March 26, 2020 / By mobanmarket
MEPs to vote on compromise deal with the CouncilParliament to vote on hedge-fund regulation
The European Parliament will hold a plenary session in Brussels next week at which the most important issue will be a vote to approve legislation on the regulation of hedge funds.
MEPs are being asked to approve a compromise deal that was struck between the Parliament’s negotiators and the member states on 26 October.
The legislation will require managers of hedge funds, private-equity funds and commodity funds to inform regulators and investors about their activities, to retain capital to protect themselves from default, and to use depository banks to safeguard their investors’ money. The managers will also have to obtain ‘passports’ if they wish to sell funds across the EU.
Jean-Paul Gauzès, a centre-right MEP from France who has drafted the Parliament’s response to the proposal, said that while the deal was not perfect it was still a “step forward” in controlling the European hedge-fund sector. The accord is likely to get the support of the Parliament’s two biggest groups, the centre-right European People’s Party (EPP) and the Socialists and Democrats (S&D). But the Greens say the new rules are too weak.
Pascal Canfin, a French Green MEP, said investors could take advantage of loopholes within the legislation that would allow them to sidestep the EU rules altogether by investing in non-EU based hedge funds.
MEPs will vote on the accord on Thursday (11 November). If approved, the regulation is expected to come into force in January, but member states will have two years to put it into national law.
Other items on the agenda of the two-day session, which begins on Wednesday (10 November), will be a report on the outcome of last week’s European Council (28-29 October).

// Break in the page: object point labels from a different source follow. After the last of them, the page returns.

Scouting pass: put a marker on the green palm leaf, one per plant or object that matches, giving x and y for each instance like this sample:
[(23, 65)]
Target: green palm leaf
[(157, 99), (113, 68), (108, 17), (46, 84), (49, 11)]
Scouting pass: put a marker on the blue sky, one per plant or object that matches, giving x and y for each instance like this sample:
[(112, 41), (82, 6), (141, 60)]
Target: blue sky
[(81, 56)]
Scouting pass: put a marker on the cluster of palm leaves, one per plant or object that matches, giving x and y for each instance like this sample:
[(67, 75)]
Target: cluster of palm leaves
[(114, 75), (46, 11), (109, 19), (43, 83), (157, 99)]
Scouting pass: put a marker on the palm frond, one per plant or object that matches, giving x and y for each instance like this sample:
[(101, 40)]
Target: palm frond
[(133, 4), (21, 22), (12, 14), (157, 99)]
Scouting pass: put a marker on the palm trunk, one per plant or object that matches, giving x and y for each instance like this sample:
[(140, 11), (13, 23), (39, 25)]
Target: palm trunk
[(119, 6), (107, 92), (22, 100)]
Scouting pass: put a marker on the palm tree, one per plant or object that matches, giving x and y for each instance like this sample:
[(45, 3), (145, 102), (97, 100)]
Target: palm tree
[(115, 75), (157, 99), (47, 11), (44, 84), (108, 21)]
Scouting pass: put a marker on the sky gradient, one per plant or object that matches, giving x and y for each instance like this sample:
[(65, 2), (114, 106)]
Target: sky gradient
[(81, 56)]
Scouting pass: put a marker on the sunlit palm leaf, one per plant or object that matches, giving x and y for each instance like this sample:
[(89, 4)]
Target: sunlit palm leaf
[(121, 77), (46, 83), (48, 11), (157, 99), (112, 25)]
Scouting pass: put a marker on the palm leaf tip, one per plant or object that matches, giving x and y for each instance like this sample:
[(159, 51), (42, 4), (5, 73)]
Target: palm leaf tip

The Parliament will also be asking representatives of the Council and the European Commission to help livestock farmers struggling to cope with rising cost of cereals for animal feed. World grain prices have risen in recent months to a two-year high.
A cross-party group of 25 MEPs has called on the Commission to release grain intervention stocks in the coming weeks and to consider extra aid for farmers, especially pork producers, which have been hit hardest.